Why carbon pricing is key to preventing climate disruption
Published Saturday, June 9, 2018 in the New Brunswick Telegraph Journal and the Fredericton Daily Gleaner.
Picture this. You’re in a store, staring at two competing products on the shelf. One is really cheap, but you’re aware that it has a terrible environmental footprint. The other is bit more expensive, but you know it was manufactured with virtually no negative impact on the environment. Which one do you choose?
It’s a moral dilemma for anyone who likes saving money yet wants to be eco-friendly – and it’s a good example of why a price on carbon is needed, in this country and around the world.
The unfortunate reality is that, in the scenario above, most of us – even those who profess to care deeply for the environment – would turn a blind eye and choose the cheap product. It’s just human nature.
True, we all have an internal moral compass, that little voice telling us to do the right thing – but we also have an internal money compass that steers us in the direction of deals, savings and cheapness.
And when faced with a situation where the two conflict, most of us will follow the money compass every time. We buy cheap. Never mind all the compelling arguments about starving polar bears, melting glaciers or consequences for our grandkids. The strength of our money compass is the foundation of our economic system.
So – why would an environmentally offensive product on the store shelf be cheaper than a sustainably manufactured one in the first place?
The reason is that, in the world of economics, the environment is what’s called an externality.
Here’s a quick explanation. In our free market system, the price we pay for a product reflects the cost of everything that goes into that product, plus a bit of profit for everyone at each step of the way.
But our economic system doesn’t account for the pollution produced in the manufacture and use of a product. Air and water have long been regarded as limitless, so we’ve gotten into the habit of using our waterways, oceans and atmosphere as free dumps. When it comes to calculating product prices, environmental impacts are largely ignored – hence they’re called ‘externalities’.
For example, the price we pay for gasoline covers the costs of everything from oil exploration to refining to retailing, plus profit for all involved.

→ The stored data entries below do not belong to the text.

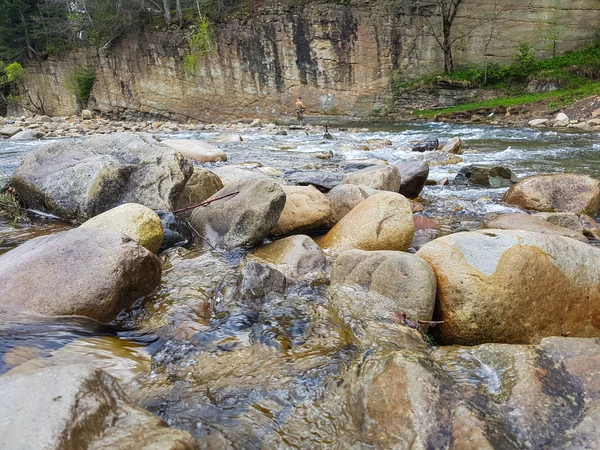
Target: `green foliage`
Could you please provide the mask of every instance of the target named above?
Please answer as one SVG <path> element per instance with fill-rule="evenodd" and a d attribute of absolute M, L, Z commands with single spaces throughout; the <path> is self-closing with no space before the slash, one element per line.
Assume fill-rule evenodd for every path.
<path fill-rule="evenodd" d="M 187 35 L 188 54 L 183 58 L 184 70 L 191 74 L 198 68 L 200 56 L 215 51 L 212 24 L 206 17 L 196 19 L 192 32 Z"/>
<path fill-rule="evenodd" d="M 508 75 L 516 79 L 525 79 L 537 68 L 535 49 L 527 42 L 521 42 L 513 56 L 513 64 L 508 68 Z"/>
<path fill-rule="evenodd" d="M 23 66 L 18 63 L 18 62 L 12 62 L 10 64 L 8 64 L 6 67 L 4 67 L 3 69 L 4 74 L 2 75 L 2 77 L 5 77 L 6 79 L 6 83 L 9 84 L 13 84 L 13 83 L 17 83 L 19 81 L 22 81 L 23 78 L 25 77 L 25 69 L 23 68 Z M 1 79 L 1 77 L 0 77 Z M 1 83 L 1 81 L 0 81 Z"/>
<path fill-rule="evenodd" d="M 96 70 L 93 67 L 80 67 L 67 81 L 67 89 L 84 104 L 88 102 L 96 82 Z"/>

But it does not account for the climate change consequences of emissions produced from our own tailpipes – consequences such as extreme weather events, rising sea levels in our coastal communities, or the spread of Lyme Disease-carrying ticks.
Producing things cheaply is a worthy goal – but it’s a short-term gain when in the process we ruin the environment we depend upon for our air, food and water.
Reconciling our compasses
So how can the conflict between our money and moral compasses be reconciled? By putting a price on externalities, those negative environmental impacts, so those costs become part of every product’s price. That would make sustainable choices the cheapest choices, and we always buy cheap.
And most economists agree that a starting point to that better future is to put a price on carbon, so we have an incentive to use less fossil fuel and turn increasingly to renewable energy. An extensive MIT analysis published two months ago concluded that greenhouse gas emissions could be significantly reduced by a well-designed carbon tax, where all revenues are returned back to taxpayers as tax breaks.
Clearly, economists don’t need to be persuaded of the power of carbon pricing – but we voters do. As soon as we are, our elected leaders will have the confidence they need to act. And then acting on climate change will be as easy as each of us simply following our money and moral compasses.